Axiom 2. If P is a positive property, and P entails Q, then Q is a positive property.
Axiom 3. Necessary existence is a positive property.
Definition 1. If P is a property, then EP is the property of having P essentially.
Definition 2. P is strongly positive iff it is necessary that EP is positive.
Definition 3. God-likeness is the property of having all strongly positive properties.
Axiom 4. God-likeness is a positive property.
Given an appropriate modal logic that includes S5 and assumes that properties are necessary beings, we get:
Theorem 1. If Axioms 1-4 hold, then there necessarily exists an essentially God-like being.

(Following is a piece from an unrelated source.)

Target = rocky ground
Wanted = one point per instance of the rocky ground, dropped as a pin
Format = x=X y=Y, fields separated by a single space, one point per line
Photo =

Note: Since EP entails P, by Axiom 2, any strongly positive property is positive.
The details of proof don't matter much but are below the fold for completeness.
The hard question is whether we can give an interpretation to the notion of a "positive property" that makes Axioms 1-4 plausible and the conclusion of Theorem 1 interesting.
The proof depends on several subsidiary results. (I start with Lemma 2, because Lemma 1 turned out to be unneeded and I don't want to renumber.)
Lemma 2. Given Axioms 2 and 3, necessary existence is strongly positive.
Proof of Lemma 2: Let N be necessary existence. If x exists necessarily, then it is necessarily true that x exists necessarily, by S4. Hence, N entails EN. By Axioms 2 and 3, EN is positive. Moreover, this proof works necessarily (we only made use of the axioms, and axioms are assumed to hold necessarily), so EN is necessarily positive.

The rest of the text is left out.